Liechti blickt nach vorne in Richtung Shanghai

Im nächsten Jahr vertritt Liechti die Schweiz in Shanghai.

Im nächsten Jahr vertritt Liechti die Schweiz in Shanghai.

zvg/Swissskills

Lange ausruhen wird sich Liechti nach seinem Erfolg nicht. «Am Mittwoch bin ich wieder bei der Arbeit», sagt er. Am Paul-Scherrer-Institut in Villigen ist der 22-Jährige seit seiner Lehre tätig.

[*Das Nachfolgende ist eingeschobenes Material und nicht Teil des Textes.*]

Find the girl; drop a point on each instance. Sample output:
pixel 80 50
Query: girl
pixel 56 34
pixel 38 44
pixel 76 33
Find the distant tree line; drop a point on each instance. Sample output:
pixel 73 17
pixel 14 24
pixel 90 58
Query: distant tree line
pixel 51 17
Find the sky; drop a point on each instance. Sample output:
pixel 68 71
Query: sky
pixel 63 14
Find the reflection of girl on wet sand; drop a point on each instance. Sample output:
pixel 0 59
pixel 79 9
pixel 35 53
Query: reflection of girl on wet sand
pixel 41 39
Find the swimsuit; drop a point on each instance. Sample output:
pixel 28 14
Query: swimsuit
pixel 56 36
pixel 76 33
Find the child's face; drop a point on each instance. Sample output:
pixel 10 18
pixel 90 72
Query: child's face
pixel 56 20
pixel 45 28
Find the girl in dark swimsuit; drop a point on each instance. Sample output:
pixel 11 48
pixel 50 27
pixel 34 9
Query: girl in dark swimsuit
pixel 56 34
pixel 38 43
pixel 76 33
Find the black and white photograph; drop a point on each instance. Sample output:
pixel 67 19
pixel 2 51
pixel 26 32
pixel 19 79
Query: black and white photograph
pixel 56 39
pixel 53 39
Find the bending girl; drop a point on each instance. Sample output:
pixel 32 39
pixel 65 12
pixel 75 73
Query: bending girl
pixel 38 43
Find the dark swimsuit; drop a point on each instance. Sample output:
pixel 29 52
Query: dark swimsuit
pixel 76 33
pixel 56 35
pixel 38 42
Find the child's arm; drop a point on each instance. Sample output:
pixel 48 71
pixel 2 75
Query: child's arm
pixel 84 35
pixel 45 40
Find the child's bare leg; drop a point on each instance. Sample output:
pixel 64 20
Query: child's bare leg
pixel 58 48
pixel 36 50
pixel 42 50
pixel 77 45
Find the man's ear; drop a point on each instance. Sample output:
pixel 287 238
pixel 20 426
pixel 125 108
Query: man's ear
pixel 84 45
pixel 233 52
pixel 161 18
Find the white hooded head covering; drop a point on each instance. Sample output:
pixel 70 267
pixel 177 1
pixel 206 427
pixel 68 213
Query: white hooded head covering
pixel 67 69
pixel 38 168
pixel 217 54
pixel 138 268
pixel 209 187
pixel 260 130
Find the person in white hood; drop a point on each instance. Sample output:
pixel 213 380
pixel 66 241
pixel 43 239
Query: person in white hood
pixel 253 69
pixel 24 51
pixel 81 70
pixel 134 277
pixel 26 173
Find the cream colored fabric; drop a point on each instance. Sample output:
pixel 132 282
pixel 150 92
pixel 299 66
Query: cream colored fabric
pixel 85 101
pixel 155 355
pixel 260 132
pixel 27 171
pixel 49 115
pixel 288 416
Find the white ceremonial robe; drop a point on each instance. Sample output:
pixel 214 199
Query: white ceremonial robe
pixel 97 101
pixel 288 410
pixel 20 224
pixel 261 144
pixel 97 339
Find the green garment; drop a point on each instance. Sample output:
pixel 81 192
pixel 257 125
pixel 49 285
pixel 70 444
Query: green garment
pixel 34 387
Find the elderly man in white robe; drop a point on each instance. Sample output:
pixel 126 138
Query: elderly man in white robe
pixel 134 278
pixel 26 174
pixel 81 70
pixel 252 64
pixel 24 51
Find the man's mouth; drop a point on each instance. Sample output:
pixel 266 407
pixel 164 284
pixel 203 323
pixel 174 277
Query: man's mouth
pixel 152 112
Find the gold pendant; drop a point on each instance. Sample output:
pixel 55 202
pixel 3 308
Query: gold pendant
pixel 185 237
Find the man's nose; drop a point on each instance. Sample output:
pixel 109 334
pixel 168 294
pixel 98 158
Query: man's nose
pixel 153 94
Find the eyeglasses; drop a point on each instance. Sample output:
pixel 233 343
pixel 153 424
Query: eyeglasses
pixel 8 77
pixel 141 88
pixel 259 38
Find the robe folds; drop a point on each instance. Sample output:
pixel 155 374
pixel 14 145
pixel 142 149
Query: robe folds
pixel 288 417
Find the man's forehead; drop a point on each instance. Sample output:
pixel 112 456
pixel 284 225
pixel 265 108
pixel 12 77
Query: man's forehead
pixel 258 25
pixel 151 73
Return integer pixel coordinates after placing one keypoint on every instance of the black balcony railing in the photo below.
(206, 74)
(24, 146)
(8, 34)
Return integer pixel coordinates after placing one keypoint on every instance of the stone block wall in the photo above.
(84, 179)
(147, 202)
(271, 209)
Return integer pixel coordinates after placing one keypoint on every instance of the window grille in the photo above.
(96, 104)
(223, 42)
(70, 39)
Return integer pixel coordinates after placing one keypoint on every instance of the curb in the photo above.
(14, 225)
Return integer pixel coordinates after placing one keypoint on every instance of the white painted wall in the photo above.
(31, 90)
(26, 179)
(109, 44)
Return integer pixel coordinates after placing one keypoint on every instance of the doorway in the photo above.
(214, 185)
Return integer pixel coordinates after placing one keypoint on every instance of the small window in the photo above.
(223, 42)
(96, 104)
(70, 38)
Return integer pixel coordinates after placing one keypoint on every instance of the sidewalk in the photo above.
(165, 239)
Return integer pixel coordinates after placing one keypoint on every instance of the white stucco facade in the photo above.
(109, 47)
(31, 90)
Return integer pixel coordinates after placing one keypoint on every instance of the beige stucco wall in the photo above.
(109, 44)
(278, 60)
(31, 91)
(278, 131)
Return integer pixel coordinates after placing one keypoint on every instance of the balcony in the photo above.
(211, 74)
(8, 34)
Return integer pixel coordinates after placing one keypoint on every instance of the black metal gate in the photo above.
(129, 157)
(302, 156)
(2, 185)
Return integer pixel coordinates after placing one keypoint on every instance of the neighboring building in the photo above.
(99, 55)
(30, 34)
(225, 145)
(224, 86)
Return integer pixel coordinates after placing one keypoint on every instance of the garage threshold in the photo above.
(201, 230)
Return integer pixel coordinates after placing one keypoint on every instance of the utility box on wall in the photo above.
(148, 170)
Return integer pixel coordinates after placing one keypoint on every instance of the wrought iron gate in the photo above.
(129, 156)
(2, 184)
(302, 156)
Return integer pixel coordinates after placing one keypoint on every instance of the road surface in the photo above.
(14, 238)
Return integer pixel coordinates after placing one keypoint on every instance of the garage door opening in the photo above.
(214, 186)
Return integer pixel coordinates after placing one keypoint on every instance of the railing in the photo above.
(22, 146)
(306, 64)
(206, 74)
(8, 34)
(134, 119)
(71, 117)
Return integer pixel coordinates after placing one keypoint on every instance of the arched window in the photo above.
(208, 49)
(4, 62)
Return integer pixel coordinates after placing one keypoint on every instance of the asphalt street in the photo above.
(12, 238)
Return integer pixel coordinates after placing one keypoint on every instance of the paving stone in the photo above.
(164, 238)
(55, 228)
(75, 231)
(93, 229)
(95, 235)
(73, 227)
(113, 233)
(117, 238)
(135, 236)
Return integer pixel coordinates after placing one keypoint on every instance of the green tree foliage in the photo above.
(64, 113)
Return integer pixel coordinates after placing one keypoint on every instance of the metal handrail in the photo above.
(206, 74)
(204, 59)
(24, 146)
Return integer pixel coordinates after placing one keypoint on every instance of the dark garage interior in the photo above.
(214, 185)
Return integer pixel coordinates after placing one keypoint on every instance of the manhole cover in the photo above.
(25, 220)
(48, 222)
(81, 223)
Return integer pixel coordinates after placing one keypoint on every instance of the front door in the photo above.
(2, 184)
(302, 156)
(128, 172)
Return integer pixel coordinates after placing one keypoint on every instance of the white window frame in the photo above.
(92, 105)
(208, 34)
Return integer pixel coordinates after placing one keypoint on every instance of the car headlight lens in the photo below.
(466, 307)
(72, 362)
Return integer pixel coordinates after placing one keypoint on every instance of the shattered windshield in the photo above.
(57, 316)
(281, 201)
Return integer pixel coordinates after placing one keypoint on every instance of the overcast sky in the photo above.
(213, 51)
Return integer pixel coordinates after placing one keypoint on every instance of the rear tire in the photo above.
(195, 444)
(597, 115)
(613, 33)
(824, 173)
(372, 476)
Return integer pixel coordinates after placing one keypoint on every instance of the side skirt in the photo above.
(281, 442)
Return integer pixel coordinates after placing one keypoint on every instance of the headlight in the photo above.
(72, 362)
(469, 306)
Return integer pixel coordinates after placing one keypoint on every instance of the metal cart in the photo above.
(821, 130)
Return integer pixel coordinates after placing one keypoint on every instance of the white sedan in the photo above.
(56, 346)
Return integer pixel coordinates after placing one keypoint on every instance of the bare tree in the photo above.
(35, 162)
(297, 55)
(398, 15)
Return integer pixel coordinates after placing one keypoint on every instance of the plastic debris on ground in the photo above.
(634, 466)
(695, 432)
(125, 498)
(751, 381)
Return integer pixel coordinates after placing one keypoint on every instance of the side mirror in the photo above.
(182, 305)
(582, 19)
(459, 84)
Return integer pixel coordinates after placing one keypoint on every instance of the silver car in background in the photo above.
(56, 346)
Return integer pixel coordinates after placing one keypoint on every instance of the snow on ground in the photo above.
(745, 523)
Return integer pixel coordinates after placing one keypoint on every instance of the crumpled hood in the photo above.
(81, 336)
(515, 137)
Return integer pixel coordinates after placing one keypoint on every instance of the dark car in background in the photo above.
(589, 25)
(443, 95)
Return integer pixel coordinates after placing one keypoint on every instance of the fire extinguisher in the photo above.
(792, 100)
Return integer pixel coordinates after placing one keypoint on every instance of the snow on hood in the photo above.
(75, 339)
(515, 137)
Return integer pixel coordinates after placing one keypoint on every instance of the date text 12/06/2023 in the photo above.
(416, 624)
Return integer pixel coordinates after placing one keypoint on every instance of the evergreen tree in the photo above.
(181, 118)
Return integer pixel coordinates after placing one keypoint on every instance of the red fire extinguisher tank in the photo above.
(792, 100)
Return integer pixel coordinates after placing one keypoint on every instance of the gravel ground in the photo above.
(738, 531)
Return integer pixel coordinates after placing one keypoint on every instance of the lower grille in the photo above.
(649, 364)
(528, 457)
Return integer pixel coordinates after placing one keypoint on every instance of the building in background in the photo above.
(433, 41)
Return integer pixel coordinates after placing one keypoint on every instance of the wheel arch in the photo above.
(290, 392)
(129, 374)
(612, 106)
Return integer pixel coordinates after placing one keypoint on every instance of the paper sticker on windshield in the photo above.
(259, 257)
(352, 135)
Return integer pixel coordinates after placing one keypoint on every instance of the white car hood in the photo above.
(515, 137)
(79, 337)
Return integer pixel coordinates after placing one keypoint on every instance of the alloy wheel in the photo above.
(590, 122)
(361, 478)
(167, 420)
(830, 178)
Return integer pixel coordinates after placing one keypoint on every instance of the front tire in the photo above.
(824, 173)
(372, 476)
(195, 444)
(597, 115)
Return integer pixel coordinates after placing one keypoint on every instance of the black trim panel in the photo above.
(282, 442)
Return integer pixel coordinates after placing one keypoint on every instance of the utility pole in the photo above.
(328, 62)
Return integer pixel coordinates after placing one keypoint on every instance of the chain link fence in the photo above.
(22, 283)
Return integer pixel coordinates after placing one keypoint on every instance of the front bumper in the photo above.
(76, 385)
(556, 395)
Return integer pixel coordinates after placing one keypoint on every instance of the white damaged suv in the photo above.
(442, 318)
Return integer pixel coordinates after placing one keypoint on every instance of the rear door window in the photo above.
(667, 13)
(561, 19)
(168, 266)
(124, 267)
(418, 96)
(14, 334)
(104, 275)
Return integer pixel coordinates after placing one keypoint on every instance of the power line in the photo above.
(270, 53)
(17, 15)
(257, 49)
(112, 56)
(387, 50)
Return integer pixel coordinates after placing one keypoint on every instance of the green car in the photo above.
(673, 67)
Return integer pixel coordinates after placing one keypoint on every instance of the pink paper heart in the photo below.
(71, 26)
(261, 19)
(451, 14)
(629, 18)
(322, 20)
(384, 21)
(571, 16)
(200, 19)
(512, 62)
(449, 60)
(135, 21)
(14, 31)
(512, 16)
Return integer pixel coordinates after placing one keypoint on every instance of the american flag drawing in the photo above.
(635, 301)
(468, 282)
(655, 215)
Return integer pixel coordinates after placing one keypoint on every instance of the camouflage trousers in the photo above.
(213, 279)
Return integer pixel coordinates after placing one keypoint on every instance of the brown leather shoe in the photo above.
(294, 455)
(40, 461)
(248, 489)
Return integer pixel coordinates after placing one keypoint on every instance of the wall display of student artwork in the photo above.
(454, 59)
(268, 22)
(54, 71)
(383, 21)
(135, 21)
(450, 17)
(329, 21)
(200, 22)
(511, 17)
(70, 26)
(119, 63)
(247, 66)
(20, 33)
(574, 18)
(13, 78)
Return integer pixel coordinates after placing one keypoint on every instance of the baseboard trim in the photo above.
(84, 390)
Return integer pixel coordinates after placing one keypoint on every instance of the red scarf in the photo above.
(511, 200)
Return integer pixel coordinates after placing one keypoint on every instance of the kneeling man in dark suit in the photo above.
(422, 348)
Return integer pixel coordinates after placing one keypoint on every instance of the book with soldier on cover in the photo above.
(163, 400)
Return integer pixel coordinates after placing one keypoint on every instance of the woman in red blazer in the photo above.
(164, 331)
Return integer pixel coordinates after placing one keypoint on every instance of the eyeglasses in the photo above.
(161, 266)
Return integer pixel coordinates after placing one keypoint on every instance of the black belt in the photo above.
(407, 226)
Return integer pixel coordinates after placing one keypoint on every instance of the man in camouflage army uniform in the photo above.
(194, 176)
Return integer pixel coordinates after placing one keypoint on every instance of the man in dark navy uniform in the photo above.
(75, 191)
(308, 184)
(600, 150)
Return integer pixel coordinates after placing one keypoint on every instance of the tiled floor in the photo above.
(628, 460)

Ab Mitte Oktober leistet er drei Monate Zivildienst. Darauf folge die Vorbereitung für die Worldskills 2022 in Shanghai. Für die Weltmeisterschaft qualifizierte Liechti sich mit dem Schweizer-Meister-Titel im letzten Jahr. Er weiss:

«Von den Euroskills kann ich unzählige Erfahrungen mitnehmen.»

Er sei nun auf vieles vorbereitet und könne richtig reagieren. Die Auswertung der Europameisterschaftsergebnisse werde ihm im Hinblick auf den weltweiten Wettkampf ebenfalls helfen. «Dann kann ich an den Worldskills abräumen.»